MatterSim: A deep-learning model for materials under real-world conditions

Published

By , Senior Researcher , Researcher 2 , Senior Researcher , Principal Researcher

The image features a complex network of interconnected nodes with a molecular structure, illuminated in blue against a dark background.

In the quest for groundbreaking materials crucial to nanoelectronics, energy storage, and healthcare, a critical challenge looms: predicting a material’s properties before it is even created. This is no small feat, with any combination of 118 elements in the periodic table, and the range of temperatures and pressures under which materials are synthesized and operated. These factors drastically affect atomic interactions within materials, making accurate property prediction and behavior simulation exceedingly demanding.

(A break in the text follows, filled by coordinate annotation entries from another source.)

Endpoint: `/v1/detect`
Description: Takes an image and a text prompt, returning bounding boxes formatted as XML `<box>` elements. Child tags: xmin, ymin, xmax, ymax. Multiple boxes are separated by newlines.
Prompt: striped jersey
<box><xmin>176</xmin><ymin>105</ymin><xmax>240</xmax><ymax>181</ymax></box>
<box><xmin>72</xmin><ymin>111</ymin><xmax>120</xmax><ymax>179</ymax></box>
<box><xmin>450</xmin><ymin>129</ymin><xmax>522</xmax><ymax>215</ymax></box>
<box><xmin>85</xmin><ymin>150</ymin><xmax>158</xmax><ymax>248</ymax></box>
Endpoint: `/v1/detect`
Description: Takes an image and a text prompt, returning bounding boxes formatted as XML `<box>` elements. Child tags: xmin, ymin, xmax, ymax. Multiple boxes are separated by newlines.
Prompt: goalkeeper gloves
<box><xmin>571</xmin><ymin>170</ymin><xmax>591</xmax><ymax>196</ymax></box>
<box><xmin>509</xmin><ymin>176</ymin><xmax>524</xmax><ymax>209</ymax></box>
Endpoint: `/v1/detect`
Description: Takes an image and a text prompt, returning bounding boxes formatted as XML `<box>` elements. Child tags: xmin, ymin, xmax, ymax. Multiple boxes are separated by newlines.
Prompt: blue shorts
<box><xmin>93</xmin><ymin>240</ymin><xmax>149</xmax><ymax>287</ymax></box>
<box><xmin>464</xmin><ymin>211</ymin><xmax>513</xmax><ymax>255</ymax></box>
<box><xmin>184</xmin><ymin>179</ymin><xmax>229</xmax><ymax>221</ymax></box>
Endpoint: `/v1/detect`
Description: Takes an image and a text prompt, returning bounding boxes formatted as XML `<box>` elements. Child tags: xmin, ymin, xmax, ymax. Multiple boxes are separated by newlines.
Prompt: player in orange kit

Here at Microsoft Research, we developed MatterSim, a deep-learning model for accurate and efficient materials simulation and property prediction over a broad range of elements, temperatures, and pressures to enable the in silico materials design. MatterSim employs deep learning to understand atomic interactions from the very fundamental principles of quantum mechanics, across a comprehensive spectrum of elements and conditions—from 0 to 5,000 Kelvin (K), and from standard atmospheric pressure to 10,000,000 atmospheres. In our experiment, MatterSim efficiently handles simulations for a variety of materials, including metals, oxides, sulfides, halides, and their various states such as crystals, amorphous solids, and liquids. Additionally, it offers customization options for intricate prediction tasks by incorporating user-provided data.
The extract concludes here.